With California’s mountains buried under a historically deep snowpack and more storms likely, the latest drought outlook from NOAA shows continuing improvement in the state’s surface water drought, Andrew writes.

The big picture: California has long experienced sudden swings between drought and flood, but the relentless assault by about a dozen atmospheric rivers since December is on the extreme end of weather whiplash.

Driving the news: The Drought Monitor currently shows zero coverage of the worst categories of drought, eliminating them for the first time since 2020, NOAA stated Thursday.

  • Statewide, the snowpack stood at 223% of average for March 16, and could break the seasonal record on April 1. This is typically the seasonal peak for the state’s snow cover.
  • When this snowpack melts, it will pose flooding dangers, particularly if mild Pacific storms bring rain to higher elevations, or spring heat waves occur.
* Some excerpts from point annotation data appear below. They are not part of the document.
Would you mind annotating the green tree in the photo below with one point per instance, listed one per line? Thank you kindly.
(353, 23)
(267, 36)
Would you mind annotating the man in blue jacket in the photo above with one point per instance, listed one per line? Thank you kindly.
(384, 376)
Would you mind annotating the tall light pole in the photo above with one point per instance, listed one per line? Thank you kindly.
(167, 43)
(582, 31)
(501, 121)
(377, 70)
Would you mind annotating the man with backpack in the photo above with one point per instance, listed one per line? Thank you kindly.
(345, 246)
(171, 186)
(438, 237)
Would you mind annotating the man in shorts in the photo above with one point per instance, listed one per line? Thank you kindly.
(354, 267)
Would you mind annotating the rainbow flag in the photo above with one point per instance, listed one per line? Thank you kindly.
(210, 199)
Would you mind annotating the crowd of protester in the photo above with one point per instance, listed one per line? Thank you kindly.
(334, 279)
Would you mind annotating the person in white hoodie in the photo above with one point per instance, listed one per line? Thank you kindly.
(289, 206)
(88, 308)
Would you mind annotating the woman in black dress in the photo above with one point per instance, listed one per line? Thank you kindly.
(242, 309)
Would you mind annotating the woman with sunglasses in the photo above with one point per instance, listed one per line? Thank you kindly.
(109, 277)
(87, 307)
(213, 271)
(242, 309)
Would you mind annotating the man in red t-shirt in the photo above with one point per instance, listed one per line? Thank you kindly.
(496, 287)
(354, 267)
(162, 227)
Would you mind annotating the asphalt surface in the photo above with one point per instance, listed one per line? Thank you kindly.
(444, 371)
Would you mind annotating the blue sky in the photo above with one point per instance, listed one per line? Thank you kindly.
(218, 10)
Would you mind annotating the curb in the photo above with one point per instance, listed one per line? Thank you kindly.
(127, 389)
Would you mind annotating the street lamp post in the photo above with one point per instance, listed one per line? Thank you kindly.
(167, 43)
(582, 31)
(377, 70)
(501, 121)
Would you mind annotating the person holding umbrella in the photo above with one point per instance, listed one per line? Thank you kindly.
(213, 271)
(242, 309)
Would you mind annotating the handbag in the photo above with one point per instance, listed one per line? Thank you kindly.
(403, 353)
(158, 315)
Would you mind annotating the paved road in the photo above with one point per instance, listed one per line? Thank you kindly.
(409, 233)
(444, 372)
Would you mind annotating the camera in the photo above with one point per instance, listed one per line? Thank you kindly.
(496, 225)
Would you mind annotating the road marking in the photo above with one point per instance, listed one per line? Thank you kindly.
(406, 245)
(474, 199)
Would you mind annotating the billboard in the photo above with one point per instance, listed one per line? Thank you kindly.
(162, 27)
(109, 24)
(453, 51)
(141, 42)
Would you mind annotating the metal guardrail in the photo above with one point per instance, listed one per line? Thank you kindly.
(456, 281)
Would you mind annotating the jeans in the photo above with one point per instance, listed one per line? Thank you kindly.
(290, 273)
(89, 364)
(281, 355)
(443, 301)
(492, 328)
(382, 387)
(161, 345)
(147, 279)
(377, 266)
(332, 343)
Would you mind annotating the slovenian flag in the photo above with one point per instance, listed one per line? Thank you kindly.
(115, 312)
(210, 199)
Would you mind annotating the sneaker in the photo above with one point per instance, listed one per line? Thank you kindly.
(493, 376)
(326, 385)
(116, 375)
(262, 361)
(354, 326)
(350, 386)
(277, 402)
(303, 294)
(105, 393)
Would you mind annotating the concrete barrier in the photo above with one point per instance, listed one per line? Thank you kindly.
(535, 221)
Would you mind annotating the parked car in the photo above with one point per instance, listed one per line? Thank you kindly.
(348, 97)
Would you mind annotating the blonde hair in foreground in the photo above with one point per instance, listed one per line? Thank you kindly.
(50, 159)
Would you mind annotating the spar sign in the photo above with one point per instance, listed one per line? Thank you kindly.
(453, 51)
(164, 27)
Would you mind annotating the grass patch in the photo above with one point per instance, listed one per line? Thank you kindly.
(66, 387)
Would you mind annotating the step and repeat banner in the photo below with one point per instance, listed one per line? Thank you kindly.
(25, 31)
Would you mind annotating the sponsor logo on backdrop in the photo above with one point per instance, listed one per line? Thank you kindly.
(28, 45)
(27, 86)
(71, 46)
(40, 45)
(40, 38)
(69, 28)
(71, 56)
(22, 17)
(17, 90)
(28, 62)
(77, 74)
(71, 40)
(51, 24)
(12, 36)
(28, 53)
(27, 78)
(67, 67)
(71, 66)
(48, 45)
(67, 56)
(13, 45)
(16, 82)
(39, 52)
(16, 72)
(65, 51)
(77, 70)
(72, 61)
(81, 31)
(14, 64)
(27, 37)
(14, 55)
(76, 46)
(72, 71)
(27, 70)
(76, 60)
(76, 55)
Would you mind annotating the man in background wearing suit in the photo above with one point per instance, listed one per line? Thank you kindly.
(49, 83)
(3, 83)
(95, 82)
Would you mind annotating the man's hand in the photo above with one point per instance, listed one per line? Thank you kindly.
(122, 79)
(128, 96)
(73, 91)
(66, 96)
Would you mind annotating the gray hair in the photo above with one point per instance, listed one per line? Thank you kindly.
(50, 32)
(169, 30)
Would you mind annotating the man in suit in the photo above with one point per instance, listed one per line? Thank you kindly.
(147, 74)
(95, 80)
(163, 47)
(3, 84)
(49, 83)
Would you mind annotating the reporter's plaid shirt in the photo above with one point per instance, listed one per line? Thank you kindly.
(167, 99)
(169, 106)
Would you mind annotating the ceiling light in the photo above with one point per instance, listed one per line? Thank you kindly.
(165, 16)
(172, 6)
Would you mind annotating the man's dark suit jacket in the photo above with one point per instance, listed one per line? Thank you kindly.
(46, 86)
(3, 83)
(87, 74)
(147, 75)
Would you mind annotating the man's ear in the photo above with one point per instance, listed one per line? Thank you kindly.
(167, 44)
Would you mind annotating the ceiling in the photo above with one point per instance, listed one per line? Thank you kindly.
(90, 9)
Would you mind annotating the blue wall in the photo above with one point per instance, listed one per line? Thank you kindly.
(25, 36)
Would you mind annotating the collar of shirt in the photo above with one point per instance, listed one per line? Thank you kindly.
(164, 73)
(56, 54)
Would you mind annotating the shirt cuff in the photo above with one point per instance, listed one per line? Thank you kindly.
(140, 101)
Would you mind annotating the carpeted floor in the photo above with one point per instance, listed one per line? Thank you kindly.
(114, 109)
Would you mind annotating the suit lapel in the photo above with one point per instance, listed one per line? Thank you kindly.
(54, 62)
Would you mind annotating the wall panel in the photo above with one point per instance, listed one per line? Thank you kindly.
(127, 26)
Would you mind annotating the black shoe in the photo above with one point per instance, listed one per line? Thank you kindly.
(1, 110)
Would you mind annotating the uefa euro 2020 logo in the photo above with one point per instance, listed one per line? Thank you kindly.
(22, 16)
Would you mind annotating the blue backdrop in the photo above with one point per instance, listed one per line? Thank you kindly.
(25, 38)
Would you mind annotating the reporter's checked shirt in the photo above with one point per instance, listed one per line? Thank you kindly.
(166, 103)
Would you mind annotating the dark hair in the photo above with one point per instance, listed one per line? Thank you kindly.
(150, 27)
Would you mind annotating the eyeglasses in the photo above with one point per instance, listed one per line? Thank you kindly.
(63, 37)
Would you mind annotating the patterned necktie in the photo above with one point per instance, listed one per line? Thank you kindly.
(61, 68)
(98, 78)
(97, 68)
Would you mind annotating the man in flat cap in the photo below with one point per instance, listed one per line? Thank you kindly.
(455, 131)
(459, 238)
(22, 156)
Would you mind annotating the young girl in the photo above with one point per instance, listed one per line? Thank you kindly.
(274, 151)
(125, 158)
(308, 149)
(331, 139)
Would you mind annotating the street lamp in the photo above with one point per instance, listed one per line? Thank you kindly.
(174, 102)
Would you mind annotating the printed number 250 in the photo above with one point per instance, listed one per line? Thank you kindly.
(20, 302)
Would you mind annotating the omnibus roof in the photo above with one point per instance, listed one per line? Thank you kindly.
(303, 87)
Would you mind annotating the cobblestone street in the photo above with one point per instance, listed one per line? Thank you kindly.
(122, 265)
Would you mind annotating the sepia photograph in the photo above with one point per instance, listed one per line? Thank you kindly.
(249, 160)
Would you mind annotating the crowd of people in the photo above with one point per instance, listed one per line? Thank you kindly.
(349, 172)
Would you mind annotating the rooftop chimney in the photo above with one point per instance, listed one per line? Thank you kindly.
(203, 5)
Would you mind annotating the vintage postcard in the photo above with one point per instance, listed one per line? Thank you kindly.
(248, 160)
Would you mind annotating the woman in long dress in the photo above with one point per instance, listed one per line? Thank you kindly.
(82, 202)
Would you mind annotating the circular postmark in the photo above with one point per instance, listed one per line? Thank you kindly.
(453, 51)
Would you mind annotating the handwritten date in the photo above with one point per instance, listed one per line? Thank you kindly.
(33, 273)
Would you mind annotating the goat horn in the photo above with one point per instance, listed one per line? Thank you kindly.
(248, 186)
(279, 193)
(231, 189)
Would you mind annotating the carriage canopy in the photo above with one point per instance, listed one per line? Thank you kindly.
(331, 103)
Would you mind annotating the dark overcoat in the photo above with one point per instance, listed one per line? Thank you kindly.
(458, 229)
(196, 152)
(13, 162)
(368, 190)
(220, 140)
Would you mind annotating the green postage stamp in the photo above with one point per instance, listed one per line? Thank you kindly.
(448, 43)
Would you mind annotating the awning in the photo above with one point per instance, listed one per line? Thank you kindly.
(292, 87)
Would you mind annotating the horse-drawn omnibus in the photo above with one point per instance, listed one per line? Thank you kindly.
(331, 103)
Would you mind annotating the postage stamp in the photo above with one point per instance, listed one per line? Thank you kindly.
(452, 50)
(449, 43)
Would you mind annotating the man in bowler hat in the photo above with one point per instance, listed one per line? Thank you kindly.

The water supply picture in California is drastically improved compared to the past few years. In contrast to this time last year, water levels in Shasta Lake and Lake Oroville are up by about 80%.

Yes, but: The Southwestern megadrought, which began in 2000, has not ended.

  • It will take more wet winters to replenish groundwater supplies depleted by farmers, ranchers and other water users in California, and drought has not fully relented in neighboring states.